Instantly recommande trente e-mails par jour et par compte, sans l'imposer, et plafonne au mois. Apollo, lui, débite un crédit même pour un numéro figurant sur une liste d'opposition. Périmètre comparé critère par critère, relevé du 2 septembre 2026.





Il écrit recommander trente e-mails de campagne par compte et par jour, et donne la formule : nombre de comptes multiplié par trente. Un seul plafond est dur, et il ne concerne que ses boîtes livrées clés en main — vingt e-mails par compte et par jour. Ce qui est réellement imposé, c’est le mensuel : cinq mille, cent vingt-cinq mille ou cinq cent mille selon le palier. Une équipe qui pousse au-delà du conseil le fait à ses risques.

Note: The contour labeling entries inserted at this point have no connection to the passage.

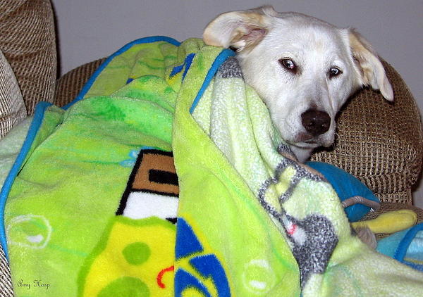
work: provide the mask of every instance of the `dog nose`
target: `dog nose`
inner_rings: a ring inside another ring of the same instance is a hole
[[[301,122],[307,132],[318,136],[329,129],[331,117],[324,111],[309,109],[301,115]]]

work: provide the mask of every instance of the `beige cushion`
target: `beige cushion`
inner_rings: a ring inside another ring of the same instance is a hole
[[[50,1],[1,0],[0,49],[16,75],[28,114],[40,101],[53,102],[57,57]]]
[[[13,71],[0,51],[0,138],[27,116]]]

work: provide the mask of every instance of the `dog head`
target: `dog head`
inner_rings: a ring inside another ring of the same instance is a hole
[[[314,148],[332,144],[336,115],[360,87],[393,100],[377,54],[352,29],[263,6],[218,15],[203,39],[236,51],[246,82],[301,161]]]

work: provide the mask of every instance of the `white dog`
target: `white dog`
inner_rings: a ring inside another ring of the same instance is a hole
[[[236,51],[246,82],[302,162],[332,144],[335,116],[359,88],[371,86],[393,100],[377,54],[352,29],[263,6],[217,16],[203,39]]]

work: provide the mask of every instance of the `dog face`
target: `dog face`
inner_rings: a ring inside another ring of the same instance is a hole
[[[203,39],[236,50],[246,82],[300,161],[332,144],[336,115],[357,89],[371,86],[393,99],[377,55],[351,29],[263,6],[219,15]]]

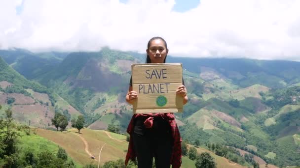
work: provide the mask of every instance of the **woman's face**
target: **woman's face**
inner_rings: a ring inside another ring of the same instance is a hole
[[[168,50],[166,48],[164,42],[158,39],[150,42],[150,46],[146,51],[150,57],[151,63],[163,63]]]

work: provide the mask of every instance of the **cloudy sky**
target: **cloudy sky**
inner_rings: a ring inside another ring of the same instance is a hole
[[[299,0],[0,0],[0,49],[300,60]]]

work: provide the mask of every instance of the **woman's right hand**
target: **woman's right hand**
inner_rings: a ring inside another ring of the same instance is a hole
[[[129,101],[138,98],[138,93],[135,91],[131,91],[128,94],[128,98],[129,98]]]

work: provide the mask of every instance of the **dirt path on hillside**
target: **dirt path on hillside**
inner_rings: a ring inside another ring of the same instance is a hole
[[[81,135],[79,135],[79,134],[78,134],[77,133],[73,133],[73,132],[72,132],[72,133],[73,134],[76,135],[76,136],[78,136],[80,138],[80,139],[81,139],[81,140],[83,142],[83,143],[84,143],[84,146],[85,146],[84,150],[85,151],[85,152],[88,155],[89,155],[89,156],[90,156],[90,157],[91,158],[92,156],[93,157],[94,157],[94,155],[92,155],[92,154],[88,150],[88,143],[87,143],[87,141],[85,140],[85,139],[84,139],[84,138],[82,137]],[[95,160],[95,161],[97,161],[97,160],[96,159],[94,159],[94,160]]]
[[[110,133],[109,133],[108,132],[107,132],[107,131],[104,131],[104,132],[105,133],[105,134],[106,134],[106,135],[107,135],[107,136],[108,136],[108,137],[109,137],[110,139],[112,139],[112,140],[116,140],[116,141],[117,141],[118,142],[124,142],[124,141],[122,141],[122,140],[118,140],[118,139],[115,139],[115,138],[113,138],[111,136],[111,134],[110,134]]]

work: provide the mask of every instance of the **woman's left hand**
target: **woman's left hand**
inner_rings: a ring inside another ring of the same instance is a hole
[[[187,88],[184,85],[180,86],[177,89],[177,90],[176,90],[176,94],[180,94],[183,97],[187,96]]]

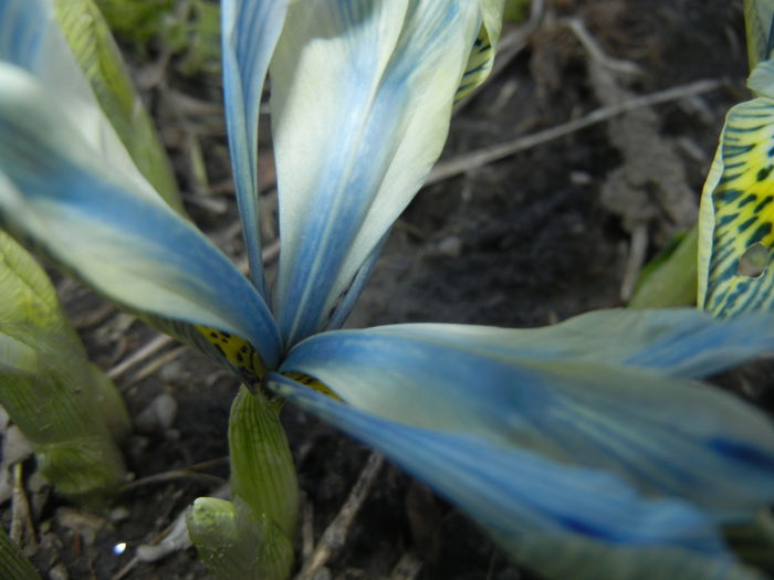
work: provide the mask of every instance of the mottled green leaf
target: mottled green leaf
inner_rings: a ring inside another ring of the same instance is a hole
[[[774,101],[733,107],[704,184],[699,306],[725,317],[774,307]]]

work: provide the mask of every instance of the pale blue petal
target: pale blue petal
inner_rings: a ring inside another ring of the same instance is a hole
[[[0,221],[126,307],[236,334],[275,365],[276,326],[250,282],[159,197],[132,188],[56,95],[0,63]]]
[[[530,552],[547,545],[557,560],[566,549],[574,550],[576,559],[589,551],[605,572],[599,578],[634,578],[615,573],[632,565],[651,573],[646,578],[669,578],[660,574],[676,570],[687,572],[681,579],[710,578],[710,572],[717,578],[755,577],[744,574],[713,523],[689,503],[644,497],[614,474],[562,465],[470,433],[378,419],[276,375],[270,376],[270,384],[385,453],[530,563],[536,563]]]
[[[268,296],[258,220],[258,122],[263,82],[290,0],[224,0],[223,93],[237,201],[253,283]]]
[[[440,155],[479,11],[469,0],[291,4],[271,64],[286,345],[333,318]]]
[[[587,360],[659,369],[700,378],[751,357],[774,352],[774,315],[743,315],[721,321],[695,308],[609,309],[540,328],[415,324],[379,328],[479,350],[487,356],[540,360]]]
[[[281,369],[315,377],[381,418],[613,471],[644,493],[688,498],[720,520],[774,502],[774,425],[738,398],[595,361],[572,334],[566,350],[582,356],[564,359],[556,334],[553,354],[541,359],[540,342],[551,340],[530,345],[523,335],[509,351],[509,333],[529,331],[489,331],[407,325],[326,333],[295,347]]]

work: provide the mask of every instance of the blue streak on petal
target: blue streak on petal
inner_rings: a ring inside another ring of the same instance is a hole
[[[613,474],[554,463],[470,433],[386,421],[274,373],[270,384],[381,451],[499,534],[582,535],[613,545],[671,545],[730,558],[712,521],[695,507],[638,496]]]
[[[276,365],[261,296],[160,198],[101,165],[48,95],[0,63],[0,220],[94,287],[139,310],[237,334]]]
[[[258,218],[258,125],[261,93],[290,0],[224,0],[223,93],[237,201],[250,275],[268,299]]]
[[[774,425],[754,408],[620,359],[605,362],[604,354],[595,361],[577,336],[565,346],[582,358],[557,356],[562,337],[554,335],[554,354],[540,359],[524,357],[537,348],[529,331],[514,331],[521,339],[509,354],[509,331],[487,330],[406,325],[326,333],[297,345],[282,370],[315,377],[385,419],[475,432],[615,471],[647,493],[689,498],[722,521],[774,499]],[[733,347],[729,339],[720,349]]]
[[[480,25],[475,4],[457,0],[318,1],[289,14],[272,63],[283,235],[276,312],[287,346],[335,317],[420,187]],[[324,93],[318,103],[293,95],[308,83]],[[448,94],[437,88],[446,84]]]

Instantly annonce un préchauffage illimité dès son palier d’entrée à quarante-sept dollars par mois, avec ses valeurs par défaut publiées : augmentation d’un e-mail par jour, plafond quotidien de dix, taux de réponse simulé à trente pour cent. Apollo passe par un prestataire tiers nommé, une boîte par siège sur les plans payants, puis deux cents crédits par boîte supplémentaire et par trente jours.
Il écrit deux phrases à lire ensemble : le crédit est débité pour toute demande de numéro, y compris pour un numéro figurant sur une liste d’opposition, et seul un administrateur peut activer ce filtrage. La couverture inclut la France. Chez Instantly, la question ne se pose pas de la même façon : sa politique d’envoi renvoie au CAN-SPAM américain sans énumérer de pays.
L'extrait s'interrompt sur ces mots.